Blake writes beside this, "Thought _is_ act." This view is
well exemplified in the Job illustrations, where Blake makes quite clear
his view of the worthlessness, spiritually, of Job's gift to the beggar
of part of his last meal, because of the consciously meritorious
attitude of Job's mind.[81]
If this attitude be remembered it explains a good many of the most
startling and revolutionary views of Blake. For instance, in the poems
called "Holy Thursday" in the _Songs of Innocence and Experience_, he
paints first of all with infinite grace and tenderness the picture of
the orphan charity children going to church, as it would appear to the
ordinary onlooker.
The hum of multitudes was there but multitudes of lambs,
Thousands of little boys & girls raising their innocent hands.
* * * * *
Beneath them sit the aged men, wise guardians of the poor;
Then cherish pity, lest you drive an angel from your door.

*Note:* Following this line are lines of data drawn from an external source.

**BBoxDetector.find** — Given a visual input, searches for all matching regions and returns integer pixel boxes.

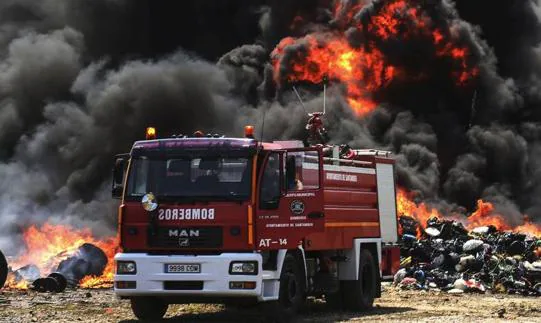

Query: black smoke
[0,0,541,251]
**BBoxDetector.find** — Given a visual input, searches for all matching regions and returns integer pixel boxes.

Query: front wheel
[131,297,169,321]
[265,254,306,322]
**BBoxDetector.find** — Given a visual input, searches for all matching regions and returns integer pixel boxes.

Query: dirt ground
[0,286,541,323]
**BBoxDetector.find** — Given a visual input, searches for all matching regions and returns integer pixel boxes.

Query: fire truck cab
[112,127,399,319]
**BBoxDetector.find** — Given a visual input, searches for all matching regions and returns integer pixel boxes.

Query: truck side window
[259,153,281,209]
[285,151,319,191]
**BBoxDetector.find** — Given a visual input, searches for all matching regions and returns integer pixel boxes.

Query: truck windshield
[126,156,251,200]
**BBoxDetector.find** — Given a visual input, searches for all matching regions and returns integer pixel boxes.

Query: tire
[0,251,8,289]
[341,249,379,311]
[267,254,306,322]
[131,297,169,321]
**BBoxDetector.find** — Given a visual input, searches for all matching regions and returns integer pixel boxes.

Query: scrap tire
[341,249,379,311]
[0,251,8,289]
[266,254,306,322]
[131,297,169,321]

But in short, scathing words and significant change of metre he reverses
the picture to show his view of it, when, in the companion song of
"Experience," he asks--
Is this a holy thing to see
In a rich and fruitful land,
Babes reduc'd to misery,
Fed with cold and usurous hand?
It is owing to a false idea that we can bear to see this so-called
"charity" at all, for we--
reduce the man to want a gift, and then give with pomp.